Christie’s is moving some of its biggest art auctions in London, the company confirmed today. The auction house will have postwar and contemporary sales in March and October, not June, according to a statement.
But the statement (excerpted below) also wins some kind of unspoken contest for most convoluted phraseology and unnecessary neologizing (not a word, but hey, why should Christie’s have all the fun?):
This year, Christie’s is continuing to innovate the sales calendar and, following the success of the move in London auctions in February and March this year, will see further evolution in sale dates, in order to adapt to the taste and movements of the growing global art audience.
That’s a round about way of saying that the sales will be consolidated into the March and October sessions, the later of which will coincide with the Frieze London fair, which attracts a stable of collectors from around the globe. This maybe makes perfect sense, but when you put it like that you definitely rile up suspicions. Representatives for the company also insist that the sales were not cancelled but instead rescheduled. Perhaps their definition of “cancel” is different than ours? Or maybe these are those “alternative facts,” about which we’ve heard so much…

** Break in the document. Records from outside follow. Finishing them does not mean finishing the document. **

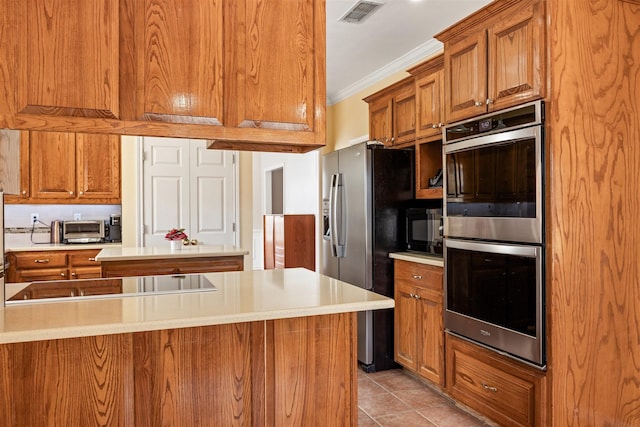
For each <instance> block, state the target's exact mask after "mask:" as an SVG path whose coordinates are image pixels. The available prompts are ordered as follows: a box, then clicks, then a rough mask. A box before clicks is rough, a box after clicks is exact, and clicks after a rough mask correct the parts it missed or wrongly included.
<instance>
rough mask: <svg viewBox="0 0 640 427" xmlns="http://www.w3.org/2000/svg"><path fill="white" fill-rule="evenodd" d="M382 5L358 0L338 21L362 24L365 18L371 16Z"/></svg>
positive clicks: (372, 1) (349, 22) (342, 15)
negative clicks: (346, 12)
mask: <svg viewBox="0 0 640 427" xmlns="http://www.w3.org/2000/svg"><path fill="white" fill-rule="evenodd" d="M382 4H383V3H377V2H374V1H367V0H360V1H358V2H356V4H354V5H353V6H352V7H351V9H349V10H348V11H347V13H345V14H344V15H342V17H341V18H340V19H338V21H343V22H348V23H350V24H357V23H360V22H362V21H363V20H364V19H365V18H367V17H368V16H370V15H371V14H373V12H375V11H376V10H378V8H379V7H380V6H382Z"/></svg>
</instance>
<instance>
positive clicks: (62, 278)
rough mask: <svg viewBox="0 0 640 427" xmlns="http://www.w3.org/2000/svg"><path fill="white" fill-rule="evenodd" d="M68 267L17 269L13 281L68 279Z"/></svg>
mask: <svg viewBox="0 0 640 427" xmlns="http://www.w3.org/2000/svg"><path fill="white" fill-rule="evenodd" d="M68 278H69V277H68V274H67V269H66V268H34V269H24V270H17V271H16V276H15V277H14V278H13V279H10V280H11V281H12V282H16V283H22V282H42V281H49V280H61V279H68Z"/></svg>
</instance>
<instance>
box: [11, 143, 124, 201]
mask: <svg viewBox="0 0 640 427" xmlns="http://www.w3.org/2000/svg"><path fill="white" fill-rule="evenodd" d="M20 146H21V147H20V182H21V184H20V187H21V189H22V190H21V192H20V194H19V195H16V196H10V197H7V198H6V202H7V203H21V204H25V203H30V204H49V203H51V204H59V203H69V204H94V203H99V204H119V203H120V194H121V189H120V187H121V186H120V137H119V136H115V135H100V134H80V133H78V134H74V133H67V132H39V131H31V132H27V131H23V132H21V136H20Z"/></svg>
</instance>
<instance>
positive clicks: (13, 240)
mask: <svg viewBox="0 0 640 427" xmlns="http://www.w3.org/2000/svg"><path fill="white" fill-rule="evenodd" d="M121 246H122V244H121V243H82V244H80V243H78V244H64V243H49V234H48V233H47V234H45V233H35V234H34V235H33V242H32V241H31V234H29V233H18V234H13V233H7V234H5V236H4V250H5V252H23V251H59V250H64V251H69V250H80V249H102V248H116V247H121Z"/></svg>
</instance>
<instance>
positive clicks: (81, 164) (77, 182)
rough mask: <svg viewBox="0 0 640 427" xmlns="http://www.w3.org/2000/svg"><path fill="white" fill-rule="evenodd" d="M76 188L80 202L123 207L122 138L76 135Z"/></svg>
mask: <svg viewBox="0 0 640 427" xmlns="http://www.w3.org/2000/svg"><path fill="white" fill-rule="evenodd" d="M76 182H77V184H76V186H77V191H78V198H79V199H91V200H92V201H93V202H95V203H97V202H102V203H114V204H116V203H120V137H119V136H117V135H99V134H82V133H79V134H76Z"/></svg>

The changes come as Christie’s has seen a shake-up in management. CEO Patricia Barbizet was replaced by Guillaume Cerutti effective January 1; in December of last year Brett Gorvy, chairman and international head of postwar and contemporary art, departed to work with Dominique Levy.
The Art Newspaper reports that another leading auction house, Phillips, may be mulling a decision to similarly “innovate the sales calendar,” following Christie’s lead. Maybe we can all enjoy a nice evolution in sale dates. Something something about “four legs good, three postwar and contemporary auctions per year bad.”